Looking at the ratings of the Obama campaign commercial, you have to be struck by how few people watched it.
Does that imply that the poll numbers are wrong? Maybe, but not necessarily.
I think the thing it may say is that the support he enjoys -- at or just under 50% of voters, by most measures -- is not about policy. A lot of these people want to believe which, to a certain degree, means not looking too closely.
The Democratic plan, as the last few days have made clear, is twofold:
1) To raise taxes in a recession,
2) To defund the military in a war.
On point #1, the only question is how massive the tax increases will be. Sen. Obama's commercial made use of a new number -- $200,000. If you've been watching the debate closely, you know this is a shift. It has been $250,000 until now. Sen. Biden recently said $150,000. The movement is on, downward, toward the real number. How low will it go? What will the effect be of higher capital gains taxes and higher income taxes on a struggling economy?
On point #2, Sen. Barney Frank has said that he wants cuts of as much as 25%. One presumes that means an end to operations in Iraq at least, an end to research and development, and spending constrained to replacing worn equipment with the generation-old designs already extant. Sen. Obama has separetly called for ending, delaying or subjecting to yet-another-review-past-the-QDR all R&D and procurement.
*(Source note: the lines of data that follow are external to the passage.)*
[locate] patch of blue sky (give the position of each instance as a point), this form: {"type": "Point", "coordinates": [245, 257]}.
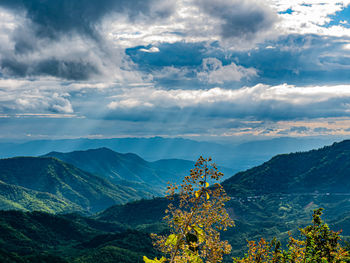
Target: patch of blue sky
{"type": "Point", "coordinates": [288, 11]}
{"type": "Point", "coordinates": [340, 18]}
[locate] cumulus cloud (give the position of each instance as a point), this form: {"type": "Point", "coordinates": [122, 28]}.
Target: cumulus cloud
{"type": "Point", "coordinates": [260, 101]}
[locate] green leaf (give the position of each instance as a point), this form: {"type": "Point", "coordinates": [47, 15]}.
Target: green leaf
{"type": "Point", "coordinates": [147, 260]}
{"type": "Point", "coordinates": [171, 240]}
{"type": "Point", "coordinates": [200, 233]}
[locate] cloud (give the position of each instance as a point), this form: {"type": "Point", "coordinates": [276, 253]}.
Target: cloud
{"type": "Point", "coordinates": [261, 102]}
{"type": "Point", "coordinates": [52, 17]}
{"type": "Point", "coordinates": [240, 19]}
{"type": "Point", "coordinates": [64, 39]}
{"type": "Point", "coordinates": [214, 72]}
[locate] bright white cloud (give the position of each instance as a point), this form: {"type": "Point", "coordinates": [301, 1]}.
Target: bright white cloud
{"type": "Point", "coordinates": [256, 96]}
{"type": "Point", "coordinates": [310, 17]}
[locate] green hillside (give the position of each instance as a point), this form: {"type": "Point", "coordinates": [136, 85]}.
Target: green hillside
{"type": "Point", "coordinates": [326, 170]}
{"type": "Point", "coordinates": [129, 169]}
{"type": "Point", "coordinates": [48, 184]}
{"type": "Point", "coordinates": [41, 237]}
{"type": "Point", "coordinates": [271, 199]}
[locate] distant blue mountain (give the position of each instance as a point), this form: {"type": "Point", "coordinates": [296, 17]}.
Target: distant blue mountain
{"type": "Point", "coordinates": [238, 157]}
{"type": "Point", "coordinates": [130, 169]}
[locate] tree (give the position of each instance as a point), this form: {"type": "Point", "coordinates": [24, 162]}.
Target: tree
{"type": "Point", "coordinates": [319, 245]}
{"type": "Point", "coordinates": [195, 218]}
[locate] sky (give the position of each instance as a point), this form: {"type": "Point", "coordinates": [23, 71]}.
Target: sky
{"type": "Point", "coordinates": [181, 68]}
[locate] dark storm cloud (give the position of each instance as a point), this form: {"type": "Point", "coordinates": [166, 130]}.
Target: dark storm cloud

American power has been built on technology. The reason we succeed on the battlefield is not that Americans are braver than any other kind of man, or even that they are more virtuous. It is that we have good technology coupled with good training and tactics. Everything we do arises from this union, both parts of which involve large R&D and training budgets. The decrease in the effectiveness of IEDs against American forces, for example, came from a combination of new technology to identify and jam IEDs; plus a careful review of evidence, by experts in IED Defeat cells, to develop tactics and protocols that defend us. These experts must be either hired or trained; and they must be paid.
What will the effect be of such decisions as these be on national security? They're a move to try to be more like the Russian army: a big, cheap force.
That means that you pay with lives what you save in dollars.
Don't look too closely. He won't fight wars, maybe. He's called for an increase in the number of Marines and soldiers; why would he need them? Well, maybe he doesn't mean that. He's promised to go into Pakistan's tribal areas. Well, maybe that's just to sound hawkish in the debates. He may not get to be the one who decides.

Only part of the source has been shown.